🤖 AI Summary
This work addresses the over-rationalization in user behavior simulation caused by incomplete information and the challenge that single-model approaches struggle to jointly capture interpretable preferences and implicit statistical patterns. To this end, we propose the Policy-Guided Hybrid Simulation (PGHS) framework, which introduces a novel dual-process architecture. PGHS extracts transferable decision policies from user trajectories as a shared alignment layer, enabling synergistic collaboration between a symbolic reasoning branch powered by large language models and a statistical fitting branch based on machine learning, thereby achieving mutual correction. Evaluated on a real-world dataset comprising 26,000+ trajectories across 101 merchants from Meituan, PGHS reduces group-level simulation error to 8.80%, outperforming the best reasoning- and fitting-based baselines by 45.8% and 40.9%, respectively, while effectively balancing interpretability and generalization.
📝 Abstract
Simulating group-level user behavior enables scalable counterfactual evaluation of merchant strategies without costly online experiments. However, building a trustworthy simulator faces two structural challenges. First, information incompleteness causes reasoning-based simulators to over-rationalize when unobserved factors such as offline context and implicit habits are missing. Second, mechanism duality requires capturing both interpretable preferences and implicit statistical regularities, which no single paradigm achieves alone.

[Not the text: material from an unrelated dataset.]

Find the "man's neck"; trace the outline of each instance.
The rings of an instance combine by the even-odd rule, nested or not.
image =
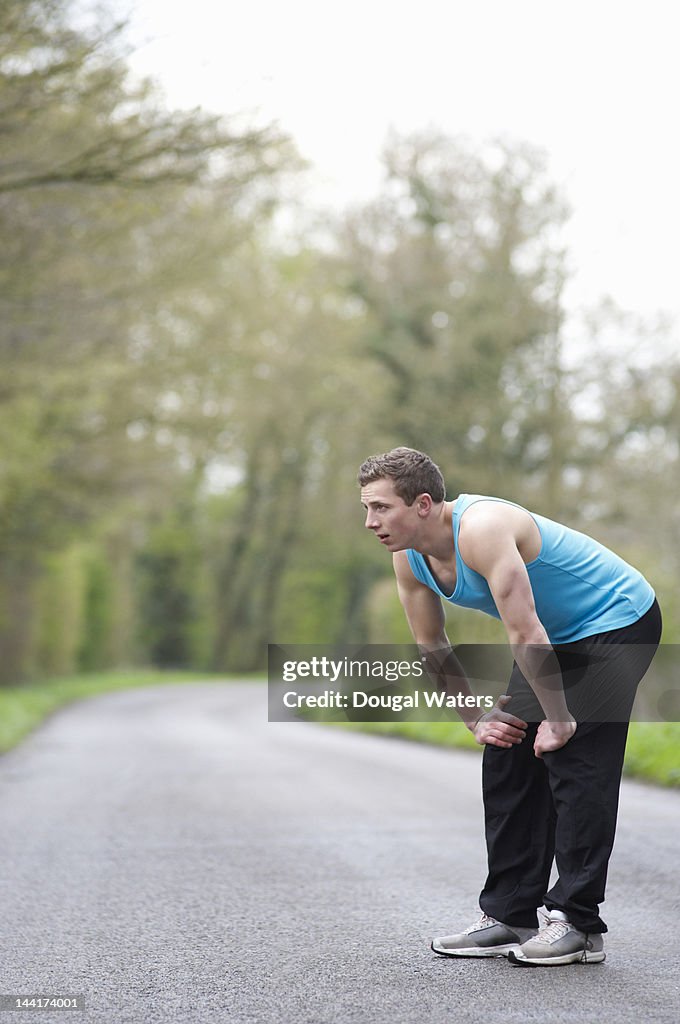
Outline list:
[[[415,545],[421,555],[447,562],[454,556],[453,509],[456,502],[441,502],[423,523],[421,536]]]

We propose Policy-Guided Hybrid Simulation (PGHS), a dual-process framework that mines transferable decision policies from behavioral trajectories and uses them as a shared alignment layer. This layer anchors an LLM-based reasoning branch that prevents over-rationalization and an ML-based fitting branch that absorbs implicit regularities. Group-level predictions from both branches are fused for complementary correction. We deploy PGHS on Meituan with 101 merchants and over 26,000 trajectories. PGHS achieves a group simulation error of 8.80%, improving over the best reasoning-based and fitting-based baselines by 45.8% and 40.9% respectively.